La tension était déjà à son comble, lorsqu'une nouvelle ombre se glissa parmi les autres, une faux à la main. Un éclat blanc la fit momentanément briller, mais l'obscurité avala cette nouvelle silhouette dans un froissement de tissu. Personne ne se tourna vers elle. Personne ne se préoccupa de plus que de sa situation. Elle prit place sur la scène, statique, comme une stèle d'onyx. Elle peinait à respirer. Ses mains ne tremblaient pas, mais dans son corps avachi transparaissait un poids, celui des chaînes qui l’empêchaient de se ruer vers le danger.

Aucun de ses compagnons ne pouvait distinguer la forme de son corps et pourtant tous avaient conscience de sa présence comme de celle d'une divinité. Mais ils savaient également qu’elle tenait de la lune : inconstante, changeante, elle éclipsait les autres dans sa lueur blafarde. Sa froideur n'était pas due à une incroyable force, à un statut de privilégiée, mais plutôt à une solitude pesante, qui s'étendait autour d'elle comme une aura protectrice. Ce n’était pas pour rien qu’on l’appelait Renouveau.

Soudain, au beau milieu d'un grincement musical, un cri retentit. Une des formes sombres tomba au sol, surplombée par un énorme monstre. Un crâne d'une blancheur effrayante, recouvert d'une longue cape noire déchirée aux bords, brandissait de ses deux mains squelettiques une large faux noire, dont la lame brillait de reflets d'argent. D'un large geste, il l'abattit sur la pauvre silhouette terrifiée. Ni gémissements, ni hurlement de terreur, seule la musique accompagnait ce spectacle horrifiant. Puis deux coups de feu retentirent, brisant un silence presque contre-nature. Un brusque choc métallique lui répondit.

Une des formes était entrée dans la lumière entourant la créature et offrit à celle qui gisait au sol l'occasion qu'elle attendait. De son arme, elle défia le monstre. Lame contre lame, les êtres se massacraient du regard, déployant une force incroyable pour se faire face. Mais la courte dague d'une petite fée rouge ne faisait pas le poids face à la faux noire.

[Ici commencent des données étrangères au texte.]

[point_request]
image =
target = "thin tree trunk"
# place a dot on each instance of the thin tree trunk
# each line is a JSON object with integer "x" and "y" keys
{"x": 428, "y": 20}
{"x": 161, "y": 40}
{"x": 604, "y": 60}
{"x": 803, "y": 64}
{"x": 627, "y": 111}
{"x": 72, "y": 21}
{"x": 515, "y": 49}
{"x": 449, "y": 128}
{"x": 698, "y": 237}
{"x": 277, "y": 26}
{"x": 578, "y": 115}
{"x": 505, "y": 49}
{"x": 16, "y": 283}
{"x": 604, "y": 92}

- Coquelicot, laisse ! Je m'en charge !

Vive comme une flamme, l’être surnaturel se glissa sous la longue cape du monstre et traça dans son dos une interminable ligne rouge. Un nouvel adversaire faisait face à la puissante ombre au visage éclatant. Mais ce n'était pas plus brillant. L'homme reculait sous les coups, les parant de justesse avec son sabre laser qui crachotait de légères étincelles vertes. La dénommée Coquelicot semblait virevolter autour de la créature, tout en collectant de légères traces vermeille lorsqu'elle ralentissait un peu trop. Même occupé sur un front par un Jedi concentré, le monstre parvenait à blesser autour de lui, grâce à sa lame d'une taille bien trop imposante pour être seulement parée par un seul homme.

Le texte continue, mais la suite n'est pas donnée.